Disposta a uma pequena conversa?

Realmente hoje estás muito bonita, sim.

Dir-te-ia isso, se te falasse. “Adoro como estás hoje.”

Poderia dizer tanta coisa. “Desculpa, eu sei que já não nos falamos, e eu sei também que é tudo por minha causa.”

“Gostava que voltássemos a ser amigos como dantes. Que parasses de me evitar, que parasses de te sentir tão pouco à vontade comigo. Gostava…” Se eu for capaz de conversar contigo, não poderei ser mais honesto.

Afinal, é esta a minha maneira de pensar, é esta a minha maneira de ser. Só nunca to mostrei.
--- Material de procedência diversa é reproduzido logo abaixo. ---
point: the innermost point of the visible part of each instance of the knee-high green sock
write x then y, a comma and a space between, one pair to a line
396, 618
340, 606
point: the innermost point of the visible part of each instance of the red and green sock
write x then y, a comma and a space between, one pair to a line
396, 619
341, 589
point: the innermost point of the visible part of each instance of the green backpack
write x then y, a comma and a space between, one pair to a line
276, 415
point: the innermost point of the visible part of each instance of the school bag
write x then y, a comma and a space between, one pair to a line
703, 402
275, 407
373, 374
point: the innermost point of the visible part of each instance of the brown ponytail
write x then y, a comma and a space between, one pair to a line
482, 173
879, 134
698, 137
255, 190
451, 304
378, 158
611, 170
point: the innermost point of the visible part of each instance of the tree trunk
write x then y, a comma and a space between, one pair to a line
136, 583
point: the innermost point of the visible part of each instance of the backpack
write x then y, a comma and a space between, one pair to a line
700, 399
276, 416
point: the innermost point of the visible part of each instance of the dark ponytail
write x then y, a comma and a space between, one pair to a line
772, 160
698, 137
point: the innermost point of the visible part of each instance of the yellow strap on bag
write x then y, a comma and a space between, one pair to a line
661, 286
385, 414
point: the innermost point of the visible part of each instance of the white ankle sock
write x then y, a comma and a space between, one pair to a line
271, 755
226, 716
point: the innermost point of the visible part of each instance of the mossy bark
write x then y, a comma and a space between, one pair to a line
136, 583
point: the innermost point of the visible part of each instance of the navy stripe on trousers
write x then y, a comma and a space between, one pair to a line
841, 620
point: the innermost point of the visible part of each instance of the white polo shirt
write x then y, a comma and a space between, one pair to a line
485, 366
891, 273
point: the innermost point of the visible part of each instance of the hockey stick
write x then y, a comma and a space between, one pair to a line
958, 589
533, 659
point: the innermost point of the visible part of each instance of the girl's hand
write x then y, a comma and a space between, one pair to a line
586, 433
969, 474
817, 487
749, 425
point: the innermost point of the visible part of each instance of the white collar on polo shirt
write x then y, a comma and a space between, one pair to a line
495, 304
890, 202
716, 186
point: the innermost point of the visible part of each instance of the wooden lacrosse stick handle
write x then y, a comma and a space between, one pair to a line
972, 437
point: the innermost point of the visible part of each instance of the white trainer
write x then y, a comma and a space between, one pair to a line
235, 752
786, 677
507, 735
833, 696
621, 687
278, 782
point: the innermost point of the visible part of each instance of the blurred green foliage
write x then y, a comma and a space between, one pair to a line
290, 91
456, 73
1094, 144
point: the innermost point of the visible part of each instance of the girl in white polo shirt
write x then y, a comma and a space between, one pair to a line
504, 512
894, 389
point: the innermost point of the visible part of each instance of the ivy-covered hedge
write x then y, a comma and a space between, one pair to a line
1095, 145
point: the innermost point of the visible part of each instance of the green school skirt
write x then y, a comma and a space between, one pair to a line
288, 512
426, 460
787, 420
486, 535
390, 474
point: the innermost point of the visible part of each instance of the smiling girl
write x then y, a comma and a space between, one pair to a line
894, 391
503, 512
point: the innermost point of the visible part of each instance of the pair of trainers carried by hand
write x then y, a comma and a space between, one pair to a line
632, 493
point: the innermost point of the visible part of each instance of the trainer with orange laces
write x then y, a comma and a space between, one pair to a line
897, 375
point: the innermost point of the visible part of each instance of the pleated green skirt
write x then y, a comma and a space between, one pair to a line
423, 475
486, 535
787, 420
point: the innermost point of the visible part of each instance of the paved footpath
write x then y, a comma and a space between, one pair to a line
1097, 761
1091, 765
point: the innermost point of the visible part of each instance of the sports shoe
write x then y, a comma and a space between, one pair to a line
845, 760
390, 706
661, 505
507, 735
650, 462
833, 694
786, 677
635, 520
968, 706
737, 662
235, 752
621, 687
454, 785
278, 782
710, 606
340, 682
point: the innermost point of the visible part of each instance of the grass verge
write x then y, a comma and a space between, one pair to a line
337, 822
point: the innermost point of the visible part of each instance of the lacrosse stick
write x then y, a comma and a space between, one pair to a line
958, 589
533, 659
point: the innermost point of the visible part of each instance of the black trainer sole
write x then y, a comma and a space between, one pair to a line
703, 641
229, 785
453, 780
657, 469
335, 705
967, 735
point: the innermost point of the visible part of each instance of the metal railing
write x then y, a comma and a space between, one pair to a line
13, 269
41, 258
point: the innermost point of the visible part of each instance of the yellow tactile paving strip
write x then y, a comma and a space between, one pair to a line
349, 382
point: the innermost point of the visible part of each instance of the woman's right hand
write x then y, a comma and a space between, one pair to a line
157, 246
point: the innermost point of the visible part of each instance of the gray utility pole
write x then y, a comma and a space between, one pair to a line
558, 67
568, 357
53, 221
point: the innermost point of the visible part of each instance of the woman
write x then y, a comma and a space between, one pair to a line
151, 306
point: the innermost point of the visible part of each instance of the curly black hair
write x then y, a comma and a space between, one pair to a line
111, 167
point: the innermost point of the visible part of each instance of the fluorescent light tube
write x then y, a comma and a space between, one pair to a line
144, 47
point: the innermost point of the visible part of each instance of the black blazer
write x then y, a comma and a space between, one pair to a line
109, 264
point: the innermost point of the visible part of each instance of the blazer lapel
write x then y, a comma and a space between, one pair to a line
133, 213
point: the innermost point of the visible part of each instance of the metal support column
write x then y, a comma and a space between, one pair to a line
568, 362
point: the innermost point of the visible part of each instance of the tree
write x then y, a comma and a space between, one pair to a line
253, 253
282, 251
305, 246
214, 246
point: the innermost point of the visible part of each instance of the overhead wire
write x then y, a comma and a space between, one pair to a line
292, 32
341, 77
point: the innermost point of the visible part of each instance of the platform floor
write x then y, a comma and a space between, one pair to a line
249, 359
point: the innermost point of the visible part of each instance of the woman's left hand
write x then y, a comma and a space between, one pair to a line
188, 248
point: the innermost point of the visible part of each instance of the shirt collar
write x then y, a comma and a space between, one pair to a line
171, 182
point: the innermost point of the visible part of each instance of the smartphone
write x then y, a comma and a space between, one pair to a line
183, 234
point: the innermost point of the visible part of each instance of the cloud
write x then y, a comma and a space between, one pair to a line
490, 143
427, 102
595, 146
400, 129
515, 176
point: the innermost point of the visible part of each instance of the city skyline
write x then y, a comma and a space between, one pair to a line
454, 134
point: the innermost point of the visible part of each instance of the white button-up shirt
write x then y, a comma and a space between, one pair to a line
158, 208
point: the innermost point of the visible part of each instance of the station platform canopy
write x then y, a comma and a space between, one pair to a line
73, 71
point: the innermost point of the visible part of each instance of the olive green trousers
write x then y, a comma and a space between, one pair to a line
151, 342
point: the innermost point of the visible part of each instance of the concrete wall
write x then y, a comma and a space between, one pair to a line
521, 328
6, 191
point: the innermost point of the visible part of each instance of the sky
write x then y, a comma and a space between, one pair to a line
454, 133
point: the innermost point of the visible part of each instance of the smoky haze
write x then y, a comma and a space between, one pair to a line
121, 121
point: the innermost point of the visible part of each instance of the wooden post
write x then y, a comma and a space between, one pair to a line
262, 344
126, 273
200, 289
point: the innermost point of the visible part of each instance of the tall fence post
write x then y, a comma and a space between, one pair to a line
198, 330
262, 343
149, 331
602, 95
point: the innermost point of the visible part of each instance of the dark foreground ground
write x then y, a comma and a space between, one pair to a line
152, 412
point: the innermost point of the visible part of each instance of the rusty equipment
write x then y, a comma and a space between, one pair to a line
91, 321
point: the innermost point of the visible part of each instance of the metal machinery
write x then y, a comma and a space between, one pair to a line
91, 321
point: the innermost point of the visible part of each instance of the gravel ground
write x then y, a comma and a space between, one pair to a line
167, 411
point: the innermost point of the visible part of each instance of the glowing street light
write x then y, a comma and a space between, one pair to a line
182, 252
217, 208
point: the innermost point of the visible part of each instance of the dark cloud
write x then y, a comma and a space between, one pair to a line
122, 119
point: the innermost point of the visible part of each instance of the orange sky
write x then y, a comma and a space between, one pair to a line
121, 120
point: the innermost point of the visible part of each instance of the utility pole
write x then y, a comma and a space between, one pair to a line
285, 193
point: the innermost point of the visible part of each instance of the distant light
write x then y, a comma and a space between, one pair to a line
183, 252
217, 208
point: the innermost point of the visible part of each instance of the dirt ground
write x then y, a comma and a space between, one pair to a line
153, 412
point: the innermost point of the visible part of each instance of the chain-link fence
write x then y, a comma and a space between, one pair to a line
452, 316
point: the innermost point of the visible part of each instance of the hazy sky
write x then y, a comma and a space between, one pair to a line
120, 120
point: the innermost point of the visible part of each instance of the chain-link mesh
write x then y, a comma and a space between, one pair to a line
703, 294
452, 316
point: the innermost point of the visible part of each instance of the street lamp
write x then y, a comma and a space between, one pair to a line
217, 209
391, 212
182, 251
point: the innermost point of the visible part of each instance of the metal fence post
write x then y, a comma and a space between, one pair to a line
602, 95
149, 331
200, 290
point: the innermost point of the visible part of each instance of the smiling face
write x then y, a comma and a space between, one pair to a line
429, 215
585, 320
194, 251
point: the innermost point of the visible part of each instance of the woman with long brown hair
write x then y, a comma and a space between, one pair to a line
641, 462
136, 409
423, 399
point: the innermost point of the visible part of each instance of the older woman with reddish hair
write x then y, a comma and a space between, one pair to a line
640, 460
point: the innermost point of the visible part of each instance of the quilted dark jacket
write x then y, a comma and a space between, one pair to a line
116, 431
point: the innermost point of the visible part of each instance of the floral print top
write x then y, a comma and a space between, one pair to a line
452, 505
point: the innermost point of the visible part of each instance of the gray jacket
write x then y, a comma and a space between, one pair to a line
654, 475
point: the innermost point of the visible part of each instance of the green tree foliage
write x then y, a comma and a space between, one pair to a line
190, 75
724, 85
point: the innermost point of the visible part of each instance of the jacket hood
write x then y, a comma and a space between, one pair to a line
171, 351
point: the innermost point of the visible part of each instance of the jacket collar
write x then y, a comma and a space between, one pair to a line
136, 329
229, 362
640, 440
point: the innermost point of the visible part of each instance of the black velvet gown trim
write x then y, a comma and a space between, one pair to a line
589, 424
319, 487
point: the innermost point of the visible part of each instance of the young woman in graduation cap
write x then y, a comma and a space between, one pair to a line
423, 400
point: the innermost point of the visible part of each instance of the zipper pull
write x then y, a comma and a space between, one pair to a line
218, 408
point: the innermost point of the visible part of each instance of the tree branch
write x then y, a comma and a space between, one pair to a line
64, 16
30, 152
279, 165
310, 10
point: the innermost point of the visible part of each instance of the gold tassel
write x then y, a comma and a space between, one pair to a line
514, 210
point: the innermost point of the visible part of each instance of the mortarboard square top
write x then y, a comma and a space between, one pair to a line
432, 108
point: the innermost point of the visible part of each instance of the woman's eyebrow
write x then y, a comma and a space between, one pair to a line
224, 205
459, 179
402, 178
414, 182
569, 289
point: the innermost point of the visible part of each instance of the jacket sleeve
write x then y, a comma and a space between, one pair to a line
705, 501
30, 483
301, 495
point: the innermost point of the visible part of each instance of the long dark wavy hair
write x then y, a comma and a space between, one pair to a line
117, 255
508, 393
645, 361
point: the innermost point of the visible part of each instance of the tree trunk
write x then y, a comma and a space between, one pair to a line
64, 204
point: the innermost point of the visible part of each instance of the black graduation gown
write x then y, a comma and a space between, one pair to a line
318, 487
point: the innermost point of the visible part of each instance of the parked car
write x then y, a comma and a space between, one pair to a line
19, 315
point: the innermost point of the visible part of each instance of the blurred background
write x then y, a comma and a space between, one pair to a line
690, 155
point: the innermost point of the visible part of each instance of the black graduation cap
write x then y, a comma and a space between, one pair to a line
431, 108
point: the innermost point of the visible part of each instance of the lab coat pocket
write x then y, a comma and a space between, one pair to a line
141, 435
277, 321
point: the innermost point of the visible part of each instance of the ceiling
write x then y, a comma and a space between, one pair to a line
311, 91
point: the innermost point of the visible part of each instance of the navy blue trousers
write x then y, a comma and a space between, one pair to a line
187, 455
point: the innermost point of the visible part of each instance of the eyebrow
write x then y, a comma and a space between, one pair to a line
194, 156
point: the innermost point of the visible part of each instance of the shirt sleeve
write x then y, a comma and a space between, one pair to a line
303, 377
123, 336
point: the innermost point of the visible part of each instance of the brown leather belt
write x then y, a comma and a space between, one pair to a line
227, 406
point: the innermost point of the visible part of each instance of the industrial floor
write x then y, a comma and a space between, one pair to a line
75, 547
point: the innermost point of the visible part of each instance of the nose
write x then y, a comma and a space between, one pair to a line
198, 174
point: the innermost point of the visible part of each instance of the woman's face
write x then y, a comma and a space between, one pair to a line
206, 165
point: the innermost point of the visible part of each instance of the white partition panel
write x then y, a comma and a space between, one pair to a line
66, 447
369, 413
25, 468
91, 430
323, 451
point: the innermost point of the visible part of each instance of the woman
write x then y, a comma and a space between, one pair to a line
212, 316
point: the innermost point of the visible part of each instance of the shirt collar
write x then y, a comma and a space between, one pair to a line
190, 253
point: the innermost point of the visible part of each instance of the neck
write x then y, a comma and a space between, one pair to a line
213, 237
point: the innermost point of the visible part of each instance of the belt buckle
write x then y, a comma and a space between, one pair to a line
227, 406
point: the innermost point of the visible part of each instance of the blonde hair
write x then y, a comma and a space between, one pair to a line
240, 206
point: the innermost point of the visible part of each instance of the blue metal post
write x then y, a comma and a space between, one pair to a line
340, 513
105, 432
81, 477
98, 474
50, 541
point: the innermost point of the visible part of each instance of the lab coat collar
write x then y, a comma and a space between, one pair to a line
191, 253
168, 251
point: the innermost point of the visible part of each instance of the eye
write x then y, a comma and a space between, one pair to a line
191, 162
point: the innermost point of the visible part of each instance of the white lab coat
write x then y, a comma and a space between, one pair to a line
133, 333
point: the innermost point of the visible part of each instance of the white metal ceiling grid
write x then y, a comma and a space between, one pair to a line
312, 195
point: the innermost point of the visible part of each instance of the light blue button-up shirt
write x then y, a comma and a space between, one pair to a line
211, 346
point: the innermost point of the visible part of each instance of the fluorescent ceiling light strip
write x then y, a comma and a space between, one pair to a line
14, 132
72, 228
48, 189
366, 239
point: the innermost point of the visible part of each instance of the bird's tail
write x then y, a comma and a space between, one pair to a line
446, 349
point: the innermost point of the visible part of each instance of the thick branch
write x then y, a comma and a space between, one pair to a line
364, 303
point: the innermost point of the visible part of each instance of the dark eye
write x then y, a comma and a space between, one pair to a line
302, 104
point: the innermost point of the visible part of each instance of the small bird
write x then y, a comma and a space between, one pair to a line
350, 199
Falava-te, mas eram raras as vezes em que acabávamos mesmo por conversar. (Eu também não sei como realmente és.)

Gostava de voltar a ir ter contigo e poder dizer, pela primeira vez, “é assim que sou”. Eu enfraquecia tanto quando me aproximava de ti e, com efeito, assim me acabaste por ver. Gostava de uma segunda oportunidade. E eu que já te vejo de maneira tão diferente! “Adoro como estás hoje.”

Um errante no seu rumo

Frente a um lago a forma do meu ser espelha-se vaga e ondeante como num sonho próximo. Deixo a imaginação completá-la enquanto procuro reconhecer-me. Deixo-me divagar pela imaginação.

Sim, bem me lembro desse outro que vejo... Esboçava um sorriso para a vida, aninhava-a entre si, e lá voava leve pelo vento que a vida em turno lhe retribuía. Algo dentro do seu espírito era calor e frescura, e sorria.

Cores do outro lado da água
Tão de fora deste lado do mundo.
Só de pensar que já foram minhas…

E lá bem no fundo ainda há as que me restam mas eu, tão distante delas, mal noto que murcham sem mim. Eu, tão distante delas… e aqui assim pelas que em distância ficaram de mim.

Não, não descanses - ressoa uma voz - descansando dá-te tempo para pensares que não és nada ao sentires-te assim. Uma voz sem palavras, um eco vazio mas devastador na alma, relembrando a alma do quanto está vazia. Uma voz que esbate contra a água e a torna fria, sólida, num gelo que se quebra estilhaçando tudo.

Via uma pessoa firme na sua confiança de que voaria mas não se perderia. Vejo-a a estilhaçar-se.

Tempo de prosseguir, já não há nada para ver aqui.